È cominciato questa mattina nella corte federale di Washington davanti al magistrato Carl Nichols, con la scelta dei giurati, il processo a Stephen Bannon, il 68enne ex stratega della Casa Bianca e CEO della campagna elettorale dell’ex presidente Donald Trump.
È accusato di oltraggio al Congresso per essersi rifiutato di testimoniare alla Commissione d’Inchiesta della Camera che indaga sul tentativo insurrezionale di 6 gennaio 2021. Per lui sono due i capi di imputazione: uno perché non si è presentato davanti alla Commissione d’inchiesta, un altro perché non ha consegnato i documenti, le e-mail e i testi dei messaggi telefonici che gli erano stati richiesti.

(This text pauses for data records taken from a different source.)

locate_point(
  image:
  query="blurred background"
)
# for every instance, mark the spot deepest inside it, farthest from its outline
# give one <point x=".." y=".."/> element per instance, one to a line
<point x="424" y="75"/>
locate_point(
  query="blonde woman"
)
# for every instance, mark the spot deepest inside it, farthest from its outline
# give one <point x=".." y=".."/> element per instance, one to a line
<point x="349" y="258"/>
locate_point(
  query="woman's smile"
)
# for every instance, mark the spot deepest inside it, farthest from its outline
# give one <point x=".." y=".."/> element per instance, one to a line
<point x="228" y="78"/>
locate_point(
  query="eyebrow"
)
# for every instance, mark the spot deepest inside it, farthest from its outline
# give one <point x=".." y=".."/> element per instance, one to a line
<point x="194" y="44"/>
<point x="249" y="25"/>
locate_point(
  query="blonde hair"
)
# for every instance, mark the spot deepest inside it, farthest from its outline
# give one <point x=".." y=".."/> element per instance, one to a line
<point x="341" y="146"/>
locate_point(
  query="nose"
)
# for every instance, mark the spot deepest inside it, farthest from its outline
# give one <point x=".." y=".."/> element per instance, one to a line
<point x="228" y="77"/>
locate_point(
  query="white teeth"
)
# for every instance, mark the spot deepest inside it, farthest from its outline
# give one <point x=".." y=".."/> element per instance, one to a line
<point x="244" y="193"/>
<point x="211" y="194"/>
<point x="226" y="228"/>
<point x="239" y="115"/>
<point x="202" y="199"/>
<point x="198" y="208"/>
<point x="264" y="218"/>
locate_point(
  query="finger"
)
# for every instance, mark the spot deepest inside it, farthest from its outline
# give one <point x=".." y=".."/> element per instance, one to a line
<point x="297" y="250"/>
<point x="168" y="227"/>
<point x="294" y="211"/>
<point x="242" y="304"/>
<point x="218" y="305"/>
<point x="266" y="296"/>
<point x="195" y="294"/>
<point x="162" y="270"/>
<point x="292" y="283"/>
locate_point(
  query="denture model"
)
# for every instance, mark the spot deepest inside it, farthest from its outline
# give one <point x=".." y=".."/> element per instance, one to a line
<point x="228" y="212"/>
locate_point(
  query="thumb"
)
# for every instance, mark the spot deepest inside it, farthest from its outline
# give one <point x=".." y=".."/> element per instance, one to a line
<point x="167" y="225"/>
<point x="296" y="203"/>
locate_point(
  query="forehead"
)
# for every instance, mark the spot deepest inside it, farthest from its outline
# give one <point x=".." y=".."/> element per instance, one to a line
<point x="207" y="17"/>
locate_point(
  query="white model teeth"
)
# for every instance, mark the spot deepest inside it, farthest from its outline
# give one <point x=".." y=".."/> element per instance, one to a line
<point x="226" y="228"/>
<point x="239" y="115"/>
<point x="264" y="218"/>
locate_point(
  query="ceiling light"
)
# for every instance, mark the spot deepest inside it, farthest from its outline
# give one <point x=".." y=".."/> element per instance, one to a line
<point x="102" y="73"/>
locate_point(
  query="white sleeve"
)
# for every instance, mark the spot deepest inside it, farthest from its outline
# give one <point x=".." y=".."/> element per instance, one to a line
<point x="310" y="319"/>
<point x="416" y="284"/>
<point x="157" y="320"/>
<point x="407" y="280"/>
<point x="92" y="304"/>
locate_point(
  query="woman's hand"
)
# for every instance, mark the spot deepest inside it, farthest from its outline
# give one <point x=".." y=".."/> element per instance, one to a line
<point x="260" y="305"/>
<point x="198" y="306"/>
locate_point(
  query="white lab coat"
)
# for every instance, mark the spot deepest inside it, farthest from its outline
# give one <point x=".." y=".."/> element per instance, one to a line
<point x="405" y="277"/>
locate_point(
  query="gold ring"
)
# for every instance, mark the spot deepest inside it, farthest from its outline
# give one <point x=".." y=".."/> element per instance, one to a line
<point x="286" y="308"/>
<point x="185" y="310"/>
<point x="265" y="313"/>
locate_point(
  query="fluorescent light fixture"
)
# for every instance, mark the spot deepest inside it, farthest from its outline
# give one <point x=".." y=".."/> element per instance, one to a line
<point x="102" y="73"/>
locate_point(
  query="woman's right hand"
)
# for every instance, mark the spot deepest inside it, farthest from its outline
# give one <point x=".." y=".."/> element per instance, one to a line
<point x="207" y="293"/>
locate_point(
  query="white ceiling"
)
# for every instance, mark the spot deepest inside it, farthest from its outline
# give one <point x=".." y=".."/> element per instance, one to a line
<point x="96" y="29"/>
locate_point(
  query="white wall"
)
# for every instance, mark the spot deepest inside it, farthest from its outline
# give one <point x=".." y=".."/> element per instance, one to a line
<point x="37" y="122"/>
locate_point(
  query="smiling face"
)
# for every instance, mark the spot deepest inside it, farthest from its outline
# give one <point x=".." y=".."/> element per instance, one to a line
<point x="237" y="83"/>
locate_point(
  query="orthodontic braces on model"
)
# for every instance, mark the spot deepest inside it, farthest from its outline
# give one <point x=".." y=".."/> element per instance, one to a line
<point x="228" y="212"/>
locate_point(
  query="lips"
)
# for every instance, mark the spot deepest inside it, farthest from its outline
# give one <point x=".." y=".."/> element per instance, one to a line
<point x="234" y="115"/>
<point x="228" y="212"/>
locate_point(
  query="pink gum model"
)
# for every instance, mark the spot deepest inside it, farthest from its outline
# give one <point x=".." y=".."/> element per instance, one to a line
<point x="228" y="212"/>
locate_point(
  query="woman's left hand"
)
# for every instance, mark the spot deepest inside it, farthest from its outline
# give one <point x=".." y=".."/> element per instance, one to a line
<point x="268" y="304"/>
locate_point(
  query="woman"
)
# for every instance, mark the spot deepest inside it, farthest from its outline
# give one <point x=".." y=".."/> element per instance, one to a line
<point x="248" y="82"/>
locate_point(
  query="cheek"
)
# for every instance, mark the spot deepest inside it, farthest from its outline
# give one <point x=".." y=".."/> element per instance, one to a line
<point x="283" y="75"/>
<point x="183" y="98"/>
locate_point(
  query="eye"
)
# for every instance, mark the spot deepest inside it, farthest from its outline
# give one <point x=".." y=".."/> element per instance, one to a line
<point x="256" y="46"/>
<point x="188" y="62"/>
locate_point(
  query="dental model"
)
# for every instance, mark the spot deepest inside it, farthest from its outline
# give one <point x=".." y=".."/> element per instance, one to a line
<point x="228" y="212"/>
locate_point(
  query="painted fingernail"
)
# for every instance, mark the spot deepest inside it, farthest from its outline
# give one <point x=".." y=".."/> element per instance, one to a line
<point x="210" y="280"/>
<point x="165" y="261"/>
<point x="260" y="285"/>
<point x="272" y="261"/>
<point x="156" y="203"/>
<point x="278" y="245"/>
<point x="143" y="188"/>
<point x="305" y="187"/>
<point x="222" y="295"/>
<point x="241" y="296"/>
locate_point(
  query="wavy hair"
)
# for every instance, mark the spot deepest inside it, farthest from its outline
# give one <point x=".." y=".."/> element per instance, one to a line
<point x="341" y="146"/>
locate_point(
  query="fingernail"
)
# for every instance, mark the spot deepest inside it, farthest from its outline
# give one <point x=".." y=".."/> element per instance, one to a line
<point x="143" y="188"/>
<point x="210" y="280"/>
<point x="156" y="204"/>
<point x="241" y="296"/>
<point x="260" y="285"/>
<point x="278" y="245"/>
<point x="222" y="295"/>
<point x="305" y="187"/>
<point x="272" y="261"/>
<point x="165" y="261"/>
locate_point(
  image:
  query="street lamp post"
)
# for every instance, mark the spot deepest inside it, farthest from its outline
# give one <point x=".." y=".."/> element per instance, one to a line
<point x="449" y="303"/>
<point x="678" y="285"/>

Bannon è il primo dei fedelissimi dell’ex presidente che si è rifiutato di testimoniare davanti alla Commissione d’Inchiesta a comparire davanti al magistrato. Peter Navarro, l’ex consigliere commerciale di Trump sarà processato a novembre in un caso simile. La Commissione d’Inchiesta della Camera aveva convocato Bannon l’anno scorso ma si era rifiutato di obbedire. Allora la Camera ha votato per deferirlo alla magistratura ordinaria che lo ha incriminato.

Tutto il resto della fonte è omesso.